ADIEU À « LA REVOLUCIÓN »

Von Élie Castiel

29.05.2019 / www.acces-culture.fr

On ne savait pas à quoi s’attendre. Surprise de taille que cette proposition de Stefan Kaegi pour marquer les 60 ans de la révolution cubaine. Sur scène, une nouvelle génération, deux jeunes hommes et deux jeunes femmes, le plus âgé, mi-trentaine; effectivement, une génération qui n’a pas connu les premiers soubresauts d’un changement de régime perpétré par Fidel Castro face à la dictature impérialiste de Batista.

Les quatre protagonistes de cet essai théâtral à la fois libérateur, humoristique, nostalgique, politiquement engagé interrogent, à travers leurs propres histoires, la fin des utopies tout en se réappropriant les concepts de la révolution pour les déconstruire, les souder à leur façon, en harmonie avec un nouveau monde qui ne cesse de se transformer.

Le romantisme éclaté du communisme cubain commence à s’effriter après la chute des Murs de l’Europe de l’Est et de l’Union soviétique. Cuba résiste à la tentation de céder à un Occident parfois terriblement individualiste et repoussant les préceptes du collectivisme. Mais dans le même temps, poussent des générations qui ne voient pas les choses de la même façon, mais qui croient mordicus en un monde de partage, humaniste, conciliateur, loin de celui du capitalisme sauvage.

Si d’une part, la forteresse castriste ne résiste plus au mode de pensée du nouveau monde; le libéralisme économique mondial ne fonctionne pas non plus. Ces jeunes s’adressent à nous en nous posant les questions fondamentales que nous redoutons puisqu’elles compromettent notre confort et notre indifférence. Dans la mise en scène de Kaegi, un seul alibi, celui de tenir le spectateur comme témoin de l’Histoire qui se raconte devant lui, parfois le sommant de participer intellectuellement à ce théâtre nouveau genre qui remet en question les codes même de la dramaturgie.
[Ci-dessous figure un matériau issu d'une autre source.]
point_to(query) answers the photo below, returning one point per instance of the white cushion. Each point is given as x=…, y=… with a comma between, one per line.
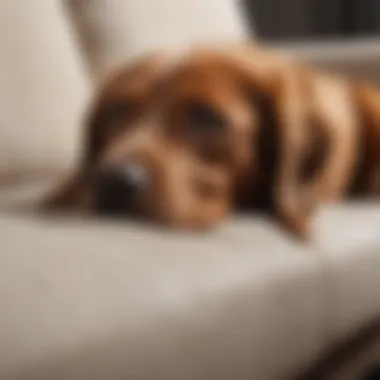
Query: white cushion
x=117, y=30
x=43, y=87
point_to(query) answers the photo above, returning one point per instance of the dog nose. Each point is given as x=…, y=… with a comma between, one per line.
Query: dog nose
x=119, y=186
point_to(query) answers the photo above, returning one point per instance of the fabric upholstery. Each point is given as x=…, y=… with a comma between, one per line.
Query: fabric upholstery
x=86, y=299
x=43, y=88
x=112, y=31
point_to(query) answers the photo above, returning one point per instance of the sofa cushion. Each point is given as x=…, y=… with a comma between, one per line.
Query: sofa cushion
x=43, y=88
x=112, y=30
x=102, y=300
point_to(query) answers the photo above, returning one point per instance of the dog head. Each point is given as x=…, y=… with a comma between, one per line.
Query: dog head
x=183, y=141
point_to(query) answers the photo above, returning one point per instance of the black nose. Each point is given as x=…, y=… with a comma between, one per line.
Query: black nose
x=119, y=187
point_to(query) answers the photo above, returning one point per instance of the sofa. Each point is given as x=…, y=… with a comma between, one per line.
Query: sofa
x=95, y=299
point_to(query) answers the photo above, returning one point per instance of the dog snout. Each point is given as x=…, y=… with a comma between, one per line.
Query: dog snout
x=119, y=187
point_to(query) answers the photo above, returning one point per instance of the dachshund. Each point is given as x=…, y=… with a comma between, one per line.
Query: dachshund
x=185, y=139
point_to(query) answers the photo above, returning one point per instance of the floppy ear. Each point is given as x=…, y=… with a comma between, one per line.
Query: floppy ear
x=293, y=201
x=278, y=89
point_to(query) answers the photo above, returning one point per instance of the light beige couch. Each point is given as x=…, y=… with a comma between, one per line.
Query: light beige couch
x=96, y=300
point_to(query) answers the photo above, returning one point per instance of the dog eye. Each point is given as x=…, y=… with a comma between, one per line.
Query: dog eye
x=203, y=118
x=117, y=113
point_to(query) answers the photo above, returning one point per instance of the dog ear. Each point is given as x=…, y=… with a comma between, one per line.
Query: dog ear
x=278, y=90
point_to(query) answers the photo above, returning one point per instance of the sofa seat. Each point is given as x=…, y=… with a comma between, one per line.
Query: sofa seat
x=98, y=299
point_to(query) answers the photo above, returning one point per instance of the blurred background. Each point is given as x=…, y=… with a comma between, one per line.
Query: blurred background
x=284, y=20
x=83, y=299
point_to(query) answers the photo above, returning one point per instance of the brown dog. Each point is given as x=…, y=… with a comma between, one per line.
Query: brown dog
x=185, y=140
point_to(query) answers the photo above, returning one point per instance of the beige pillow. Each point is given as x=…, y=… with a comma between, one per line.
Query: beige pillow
x=116, y=30
x=43, y=88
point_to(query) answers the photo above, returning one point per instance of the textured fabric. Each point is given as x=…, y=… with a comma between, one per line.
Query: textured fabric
x=92, y=299
x=88, y=300
x=42, y=88
x=117, y=30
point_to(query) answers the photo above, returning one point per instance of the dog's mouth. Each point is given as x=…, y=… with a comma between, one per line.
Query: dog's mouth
x=119, y=191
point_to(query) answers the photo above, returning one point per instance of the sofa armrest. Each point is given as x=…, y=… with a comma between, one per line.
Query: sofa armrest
x=359, y=57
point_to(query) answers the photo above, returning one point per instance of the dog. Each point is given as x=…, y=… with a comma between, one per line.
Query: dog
x=183, y=140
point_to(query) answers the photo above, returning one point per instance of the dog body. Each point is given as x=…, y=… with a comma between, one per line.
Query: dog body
x=185, y=140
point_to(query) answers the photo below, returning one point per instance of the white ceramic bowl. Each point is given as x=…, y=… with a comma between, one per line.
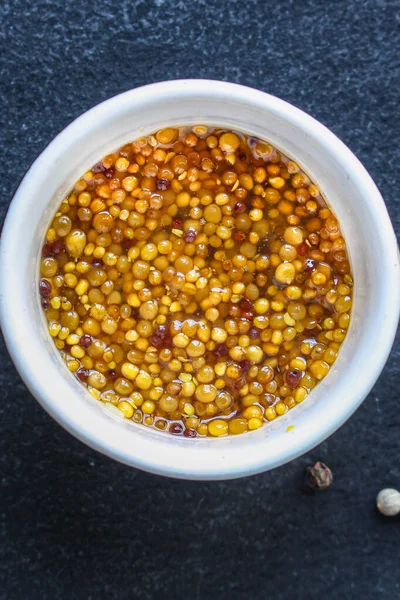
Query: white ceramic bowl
x=355, y=200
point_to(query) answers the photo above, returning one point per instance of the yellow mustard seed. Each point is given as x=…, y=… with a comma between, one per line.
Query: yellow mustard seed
x=187, y=273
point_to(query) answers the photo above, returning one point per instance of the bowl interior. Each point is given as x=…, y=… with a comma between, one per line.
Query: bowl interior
x=349, y=191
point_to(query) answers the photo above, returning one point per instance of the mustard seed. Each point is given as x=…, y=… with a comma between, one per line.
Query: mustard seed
x=196, y=282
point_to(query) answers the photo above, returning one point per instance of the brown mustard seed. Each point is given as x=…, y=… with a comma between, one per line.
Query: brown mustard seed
x=196, y=281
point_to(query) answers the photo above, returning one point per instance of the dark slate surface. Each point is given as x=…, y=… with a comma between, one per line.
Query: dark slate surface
x=75, y=524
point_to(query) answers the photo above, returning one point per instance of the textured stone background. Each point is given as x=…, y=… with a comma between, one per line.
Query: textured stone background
x=75, y=524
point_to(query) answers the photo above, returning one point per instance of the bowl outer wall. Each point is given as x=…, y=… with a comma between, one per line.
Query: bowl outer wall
x=355, y=200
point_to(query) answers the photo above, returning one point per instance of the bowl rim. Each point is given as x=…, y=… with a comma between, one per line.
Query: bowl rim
x=215, y=89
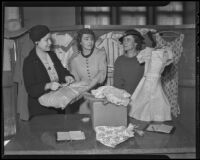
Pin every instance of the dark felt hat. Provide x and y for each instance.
(132, 32)
(38, 32)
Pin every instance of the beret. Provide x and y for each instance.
(132, 32)
(38, 32)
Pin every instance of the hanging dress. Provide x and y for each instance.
(149, 102)
(169, 77)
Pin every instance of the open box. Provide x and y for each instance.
(108, 114)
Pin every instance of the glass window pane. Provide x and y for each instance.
(172, 6)
(96, 9)
(133, 9)
(132, 20)
(169, 20)
(96, 20)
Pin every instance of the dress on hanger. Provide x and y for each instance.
(169, 77)
(149, 102)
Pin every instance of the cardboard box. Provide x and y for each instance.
(108, 115)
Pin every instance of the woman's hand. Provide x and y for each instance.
(69, 80)
(52, 85)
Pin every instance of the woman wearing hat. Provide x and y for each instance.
(90, 63)
(42, 71)
(127, 70)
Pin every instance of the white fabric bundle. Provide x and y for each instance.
(112, 94)
(63, 96)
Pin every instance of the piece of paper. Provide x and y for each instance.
(77, 135)
(160, 128)
(63, 136)
(71, 135)
(6, 142)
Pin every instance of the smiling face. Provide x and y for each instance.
(45, 43)
(129, 43)
(87, 41)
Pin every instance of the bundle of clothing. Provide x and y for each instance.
(112, 136)
(112, 94)
(63, 96)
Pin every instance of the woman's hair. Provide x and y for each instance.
(79, 37)
(139, 39)
(139, 42)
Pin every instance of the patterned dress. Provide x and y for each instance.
(169, 77)
(149, 102)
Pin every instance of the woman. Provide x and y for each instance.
(127, 70)
(90, 64)
(149, 102)
(42, 71)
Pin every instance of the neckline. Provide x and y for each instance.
(86, 56)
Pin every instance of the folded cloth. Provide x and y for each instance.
(112, 94)
(61, 97)
(112, 136)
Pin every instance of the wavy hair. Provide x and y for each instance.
(79, 37)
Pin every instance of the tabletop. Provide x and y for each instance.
(38, 136)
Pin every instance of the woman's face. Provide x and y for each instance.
(45, 43)
(87, 41)
(129, 43)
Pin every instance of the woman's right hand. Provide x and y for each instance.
(52, 85)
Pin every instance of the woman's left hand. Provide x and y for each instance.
(69, 80)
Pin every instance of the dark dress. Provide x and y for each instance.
(127, 73)
(35, 78)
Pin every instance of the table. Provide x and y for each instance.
(38, 137)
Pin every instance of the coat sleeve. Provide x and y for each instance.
(117, 78)
(34, 89)
(73, 70)
(102, 67)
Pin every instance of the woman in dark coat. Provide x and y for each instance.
(43, 71)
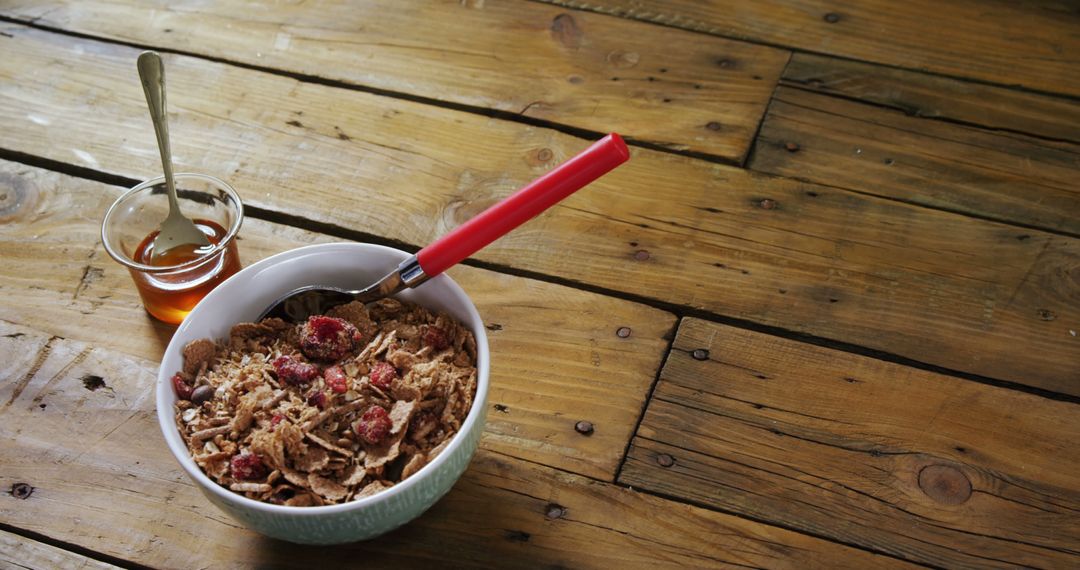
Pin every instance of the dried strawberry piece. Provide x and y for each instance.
(247, 466)
(382, 375)
(374, 425)
(318, 398)
(326, 338)
(336, 379)
(435, 338)
(183, 389)
(293, 370)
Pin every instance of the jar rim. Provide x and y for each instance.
(131, 263)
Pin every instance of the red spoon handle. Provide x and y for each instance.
(523, 205)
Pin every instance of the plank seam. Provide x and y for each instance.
(82, 551)
(802, 85)
(648, 397)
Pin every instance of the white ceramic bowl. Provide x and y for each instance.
(242, 298)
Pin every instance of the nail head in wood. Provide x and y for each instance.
(554, 511)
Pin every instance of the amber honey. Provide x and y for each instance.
(170, 295)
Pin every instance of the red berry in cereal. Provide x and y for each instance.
(247, 466)
(374, 425)
(382, 375)
(184, 390)
(435, 338)
(336, 380)
(326, 338)
(293, 370)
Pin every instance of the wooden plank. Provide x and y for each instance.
(19, 552)
(134, 504)
(937, 97)
(665, 86)
(999, 175)
(556, 356)
(925, 466)
(936, 287)
(1031, 44)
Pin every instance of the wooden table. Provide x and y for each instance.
(826, 316)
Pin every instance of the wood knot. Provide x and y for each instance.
(565, 30)
(539, 158)
(554, 511)
(22, 490)
(945, 484)
(93, 382)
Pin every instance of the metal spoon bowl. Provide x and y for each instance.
(176, 230)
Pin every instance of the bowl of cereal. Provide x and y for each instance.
(337, 429)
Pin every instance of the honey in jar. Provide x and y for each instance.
(188, 272)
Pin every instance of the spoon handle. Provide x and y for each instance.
(523, 205)
(151, 72)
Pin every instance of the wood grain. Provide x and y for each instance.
(556, 357)
(999, 175)
(19, 552)
(933, 469)
(935, 287)
(1031, 44)
(937, 97)
(666, 86)
(504, 512)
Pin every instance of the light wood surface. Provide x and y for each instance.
(584, 70)
(935, 287)
(557, 356)
(19, 552)
(929, 467)
(999, 175)
(1029, 44)
(937, 97)
(499, 515)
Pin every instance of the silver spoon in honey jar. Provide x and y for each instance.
(176, 230)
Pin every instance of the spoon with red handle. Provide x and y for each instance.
(469, 238)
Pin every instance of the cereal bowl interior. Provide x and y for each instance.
(241, 299)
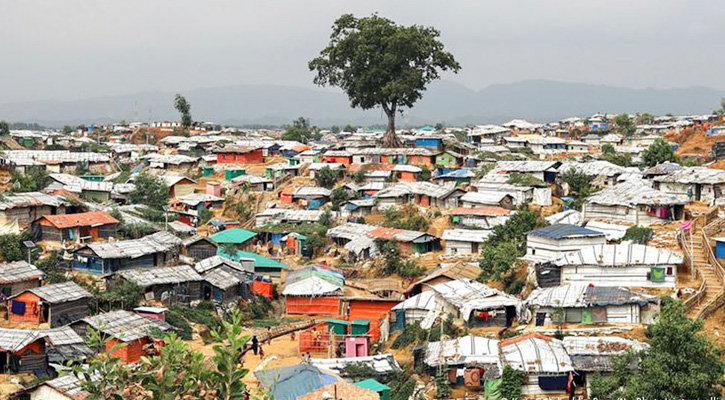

Théâtre expérimental, collectif, quasi participatif, anti-establishment, refusant le vedettariat. Car ces personnages, on les retrouve une fois la pièce fini. Ils nous ressemblent parce qu’ils font partie de la mouvance sociale. Théâtre-réalité.

Et il y a des moments émouvants, troublants, notamment dans ces séquences vidéo qui racontent l’Histoire d’un pays à travers ses décennies houleuses. Aujourd’hui, 2019, soixantième anniversaire d’une utopie presque parfaite. Elle ne peut se réaliser concrètement que si les signataires de ce nouveau Cuba sont pris au sérieux. En attendant, le pays se transforme chaotiquement parce que la liberté ne s’achète pas, elle s’apprend et on doit la mériter à condition d’y croire.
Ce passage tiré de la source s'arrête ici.